Look at this thing! Sigmund Freud must be spinning in his grave!

My point is, this ridiculously over the top game has become a paragon of what has become a strange trend in video game wish fulfillment: Super bad ass protagonists.
Games that feature such protagonists are a type of wish fulfillment, a way for the player to enact feelings of grandeur as they play a super powered main character who can mow down an entire legion of enemies with a flick of his wrist. Several popular titles do this: Halo, God of War, Devil May Cry, Gears of War, ect. Basically any character that is put up to do impossibly cool shit almost all the time as if it were nothing but a trip to the grocery store.
The fact is... playing these characters can be all well and good, but today the idea has become so over used that it has reached the point of becoming boring and mundane. Who would want to play such a ridiculously over the top character all the time? Eventually you will need to expect them to push the bar higher on what they can do, but if they are expected to do such amazing things all the time it can be hard to top that.

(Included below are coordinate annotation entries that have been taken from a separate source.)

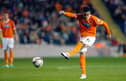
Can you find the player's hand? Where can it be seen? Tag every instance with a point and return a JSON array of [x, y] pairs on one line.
[[109, 37], [61, 12]]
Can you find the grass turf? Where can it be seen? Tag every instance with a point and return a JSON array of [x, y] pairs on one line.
[[59, 69]]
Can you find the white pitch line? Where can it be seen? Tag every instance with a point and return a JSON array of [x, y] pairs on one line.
[[92, 66]]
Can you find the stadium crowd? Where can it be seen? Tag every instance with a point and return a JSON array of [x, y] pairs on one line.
[[38, 21], [118, 12]]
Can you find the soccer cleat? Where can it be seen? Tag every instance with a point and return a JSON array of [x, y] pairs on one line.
[[65, 55], [5, 66], [83, 76], [11, 66]]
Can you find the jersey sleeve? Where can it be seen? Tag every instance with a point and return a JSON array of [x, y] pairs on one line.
[[69, 14]]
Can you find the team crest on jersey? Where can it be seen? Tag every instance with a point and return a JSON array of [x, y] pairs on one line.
[[6, 26]]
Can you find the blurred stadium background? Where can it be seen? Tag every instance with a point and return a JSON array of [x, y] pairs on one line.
[[40, 26], [43, 32]]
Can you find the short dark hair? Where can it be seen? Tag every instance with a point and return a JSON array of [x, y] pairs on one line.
[[85, 9]]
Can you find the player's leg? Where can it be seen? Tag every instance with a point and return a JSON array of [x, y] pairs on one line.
[[75, 50], [89, 42], [11, 46], [83, 63], [5, 48]]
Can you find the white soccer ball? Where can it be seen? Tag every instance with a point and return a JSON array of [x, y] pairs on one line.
[[37, 62]]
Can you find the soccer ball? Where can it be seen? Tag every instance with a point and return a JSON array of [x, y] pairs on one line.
[[37, 62]]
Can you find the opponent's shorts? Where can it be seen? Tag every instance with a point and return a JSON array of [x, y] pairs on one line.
[[7, 43], [88, 41]]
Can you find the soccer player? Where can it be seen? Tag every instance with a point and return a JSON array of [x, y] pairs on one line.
[[8, 31], [88, 25]]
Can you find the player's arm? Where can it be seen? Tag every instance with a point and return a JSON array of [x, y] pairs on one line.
[[69, 14], [105, 25]]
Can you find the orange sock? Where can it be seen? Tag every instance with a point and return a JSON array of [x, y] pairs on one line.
[[11, 57], [83, 63], [6, 58], [76, 49]]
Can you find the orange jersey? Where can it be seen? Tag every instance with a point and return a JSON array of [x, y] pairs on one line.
[[7, 28], [88, 27]]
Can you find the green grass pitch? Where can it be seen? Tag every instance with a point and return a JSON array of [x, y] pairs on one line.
[[59, 69]]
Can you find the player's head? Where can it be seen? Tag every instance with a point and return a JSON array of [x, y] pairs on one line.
[[5, 15], [86, 12]]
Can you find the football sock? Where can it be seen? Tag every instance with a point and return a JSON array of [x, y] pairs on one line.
[[76, 49], [6, 58], [11, 57], [83, 63]]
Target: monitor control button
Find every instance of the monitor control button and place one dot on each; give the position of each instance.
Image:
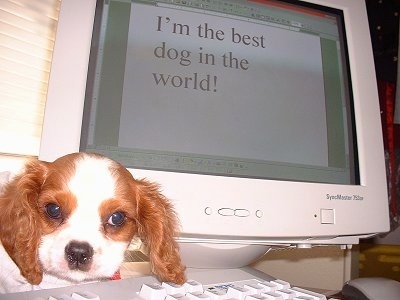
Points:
(242, 213)
(227, 212)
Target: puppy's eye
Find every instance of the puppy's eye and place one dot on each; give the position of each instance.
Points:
(53, 211)
(116, 219)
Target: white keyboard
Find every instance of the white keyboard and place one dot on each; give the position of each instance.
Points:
(232, 284)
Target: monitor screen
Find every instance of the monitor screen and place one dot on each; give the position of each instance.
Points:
(234, 88)
(259, 119)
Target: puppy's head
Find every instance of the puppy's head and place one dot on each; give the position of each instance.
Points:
(74, 218)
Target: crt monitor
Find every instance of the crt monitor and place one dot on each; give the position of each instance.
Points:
(259, 119)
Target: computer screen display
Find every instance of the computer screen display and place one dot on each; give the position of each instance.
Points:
(256, 89)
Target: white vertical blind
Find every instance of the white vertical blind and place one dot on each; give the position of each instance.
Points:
(27, 32)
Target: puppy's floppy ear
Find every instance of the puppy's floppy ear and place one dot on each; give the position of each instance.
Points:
(20, 229)
(157, 227)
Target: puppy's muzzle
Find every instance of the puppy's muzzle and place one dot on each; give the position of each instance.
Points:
(79, 255)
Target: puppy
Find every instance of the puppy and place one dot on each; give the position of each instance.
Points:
(71, 221)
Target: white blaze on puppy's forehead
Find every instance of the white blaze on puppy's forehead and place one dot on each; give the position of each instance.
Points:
(92, 180)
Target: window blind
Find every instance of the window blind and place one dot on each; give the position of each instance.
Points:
(27, 33)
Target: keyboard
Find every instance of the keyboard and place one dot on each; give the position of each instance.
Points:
(231, 284)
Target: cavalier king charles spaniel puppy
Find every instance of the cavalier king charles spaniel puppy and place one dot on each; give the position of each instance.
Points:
(71, 220)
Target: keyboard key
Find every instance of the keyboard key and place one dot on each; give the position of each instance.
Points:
(281, 284)
(286, 294)
(215, 294)
(268, 286)
(272, 296)
(197, 296)
(307, 293)
(61, 297)
(193, 286)
(173, 288)
(85, 296)
(255, 297)
(237, 292)
(152, 291)
(254, 288)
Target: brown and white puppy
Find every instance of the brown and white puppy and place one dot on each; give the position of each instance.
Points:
(71, 221)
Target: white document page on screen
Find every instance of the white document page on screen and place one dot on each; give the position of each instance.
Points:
(202, 84)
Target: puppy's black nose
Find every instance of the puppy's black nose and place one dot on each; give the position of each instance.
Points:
(79, 255)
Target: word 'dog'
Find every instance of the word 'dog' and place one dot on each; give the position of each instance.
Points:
(183, 56)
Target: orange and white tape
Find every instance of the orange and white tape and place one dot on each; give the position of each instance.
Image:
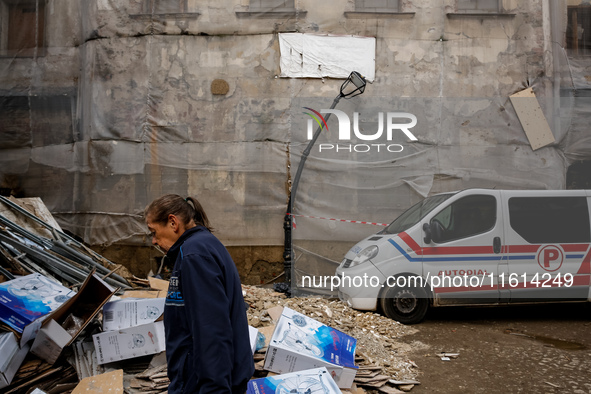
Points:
(341, 220)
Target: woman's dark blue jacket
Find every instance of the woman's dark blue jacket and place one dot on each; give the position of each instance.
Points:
(207, 341)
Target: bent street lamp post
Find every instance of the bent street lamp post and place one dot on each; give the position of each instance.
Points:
(353, 86)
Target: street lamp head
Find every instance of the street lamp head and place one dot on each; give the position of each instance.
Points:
(353, 86)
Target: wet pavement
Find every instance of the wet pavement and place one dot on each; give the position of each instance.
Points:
(518, 349)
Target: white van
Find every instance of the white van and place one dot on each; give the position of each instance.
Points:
(473, 247)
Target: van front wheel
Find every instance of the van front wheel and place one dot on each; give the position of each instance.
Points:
(408, 305)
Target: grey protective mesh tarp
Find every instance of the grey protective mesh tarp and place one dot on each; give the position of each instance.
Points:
(107, 104)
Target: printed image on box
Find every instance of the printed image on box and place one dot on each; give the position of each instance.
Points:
(311, 381)
(308, 336)
(27, 298)
(129, 342)
(300, 343)
(131, 312)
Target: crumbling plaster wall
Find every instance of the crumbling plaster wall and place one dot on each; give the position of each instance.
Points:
(149, 123)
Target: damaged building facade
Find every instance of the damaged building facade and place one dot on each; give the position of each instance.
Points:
(108, 104)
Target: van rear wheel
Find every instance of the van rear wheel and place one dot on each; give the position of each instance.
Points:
(408, 305)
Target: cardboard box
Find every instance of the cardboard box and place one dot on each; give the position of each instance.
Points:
(317, 380)
(129, 343)
(299, 343)
(56, 333)
(12, 357)
(130, 312)
(27, 299)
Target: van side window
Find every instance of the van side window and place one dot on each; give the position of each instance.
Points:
(542, 220)
(466, 217)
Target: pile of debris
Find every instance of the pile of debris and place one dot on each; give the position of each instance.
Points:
(47, 360)
(381, 358)
(29, 244)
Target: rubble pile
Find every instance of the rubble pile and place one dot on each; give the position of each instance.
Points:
(380, 356)
(87, 339)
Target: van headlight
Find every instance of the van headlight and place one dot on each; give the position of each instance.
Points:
(366, 254)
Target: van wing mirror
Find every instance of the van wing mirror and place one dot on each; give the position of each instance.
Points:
(436, 230)
(427, 230)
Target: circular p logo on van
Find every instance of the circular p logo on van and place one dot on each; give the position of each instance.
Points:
(550, 257)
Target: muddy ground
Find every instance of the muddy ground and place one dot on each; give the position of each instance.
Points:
(518, 349)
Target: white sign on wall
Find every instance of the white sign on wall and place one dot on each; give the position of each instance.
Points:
(319, 56)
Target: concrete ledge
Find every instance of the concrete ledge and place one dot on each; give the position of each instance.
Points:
(372, 15)
(270, 14)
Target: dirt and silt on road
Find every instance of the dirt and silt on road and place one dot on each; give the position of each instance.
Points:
(518, 349)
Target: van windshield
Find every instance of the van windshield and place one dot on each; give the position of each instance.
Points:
(414, 214)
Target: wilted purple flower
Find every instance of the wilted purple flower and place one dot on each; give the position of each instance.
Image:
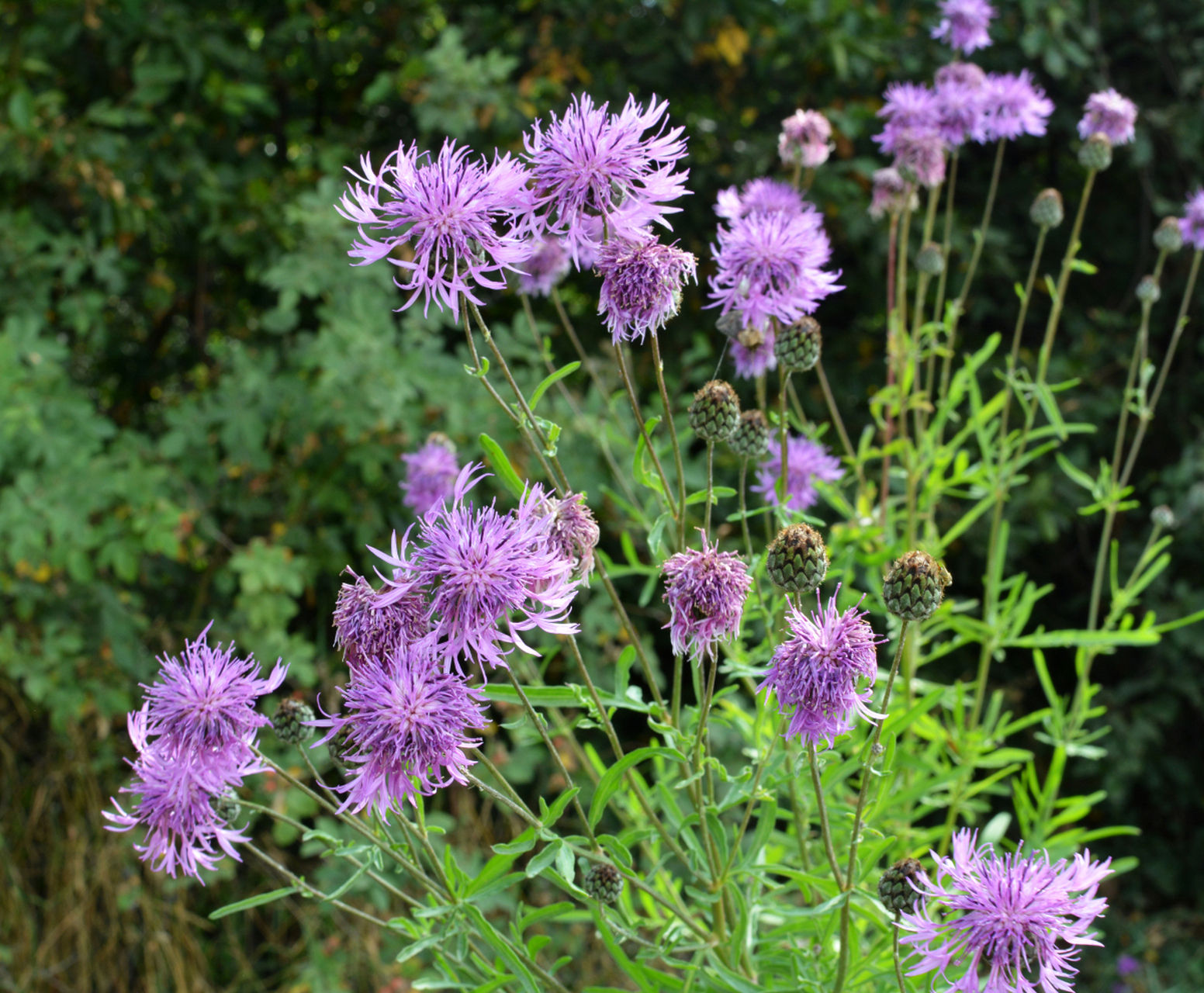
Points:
(368, 625)
(407, 726)
(964, 24)
(177, 790)
(479, 569)
(818, 672)
(1192, 222)
(430, 473)
(1112, 115)
(590, 165)
(1018, 916)
(806, 462)
(706, 593)
(448, 211)
(1015, 106)
(752, 353)
(545, 268)
(206, 698)
(641, 285)
(806, 139)
(770, 266)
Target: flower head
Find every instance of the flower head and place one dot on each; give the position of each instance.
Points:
(806, 462)
(1018, 916)
(641, 285)
(206, 697)
(590, 165)
(706, 593)
(964, 24)
(447, 209)
(430, 473)
(1110, 113)
(771, 266)
(806, 139)
(407, 726)
(819, 669)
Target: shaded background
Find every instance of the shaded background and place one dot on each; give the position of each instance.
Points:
(201, 406)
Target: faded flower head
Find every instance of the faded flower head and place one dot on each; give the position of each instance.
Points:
(806, 139)
(641, 285)
(964, 24)
(806, 462)
(1018, 918)
(407, 727)
(706, 593)
(1108, 112)
(206, 697)
(817, 674)
(591, 165)
(430, 473)
(448, 209)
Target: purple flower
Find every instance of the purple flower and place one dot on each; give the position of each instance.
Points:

So you can flick your wrist and everything in a 5 mile radius has their organs rupture, that's cool, but after the 8th time you do it it loses it's luster, and it's going to be hard to find something more amazing than that.
Now consider a more moderate character: He isn't expected to do anything over the top very often, but when he does it's spectacular because it is so rare. With characters like this, it is more exhilarating to see them achieve something grand or do something spectacular because you know you put in the work to achieve it. This is why such sandbox games such as GTA or Assassin's Creed are so fun, because you start out on the bottom and work your way up, and when you do pull off some crazy stunt you took the time to plan and prepare for it.
A noteworthy character that follows this example is Gordon Freeman from Half Life. When you consider the fact that he's nothing more than a scientists who never fired a gun before, it makes his achievement that much more meaningful. It's also good to notice that he is completely silent, so he gives off almost no sense of ego, he is badass not because of who he is but what he has done.
To put it simply, wish fulfilling characters in games is like having your cake and eating it too, but nobody wants cake all the time. Consider the modest vegetable for your palate fr your next meal.
I'd enjoy playing as Ace Rimmer. What a guy!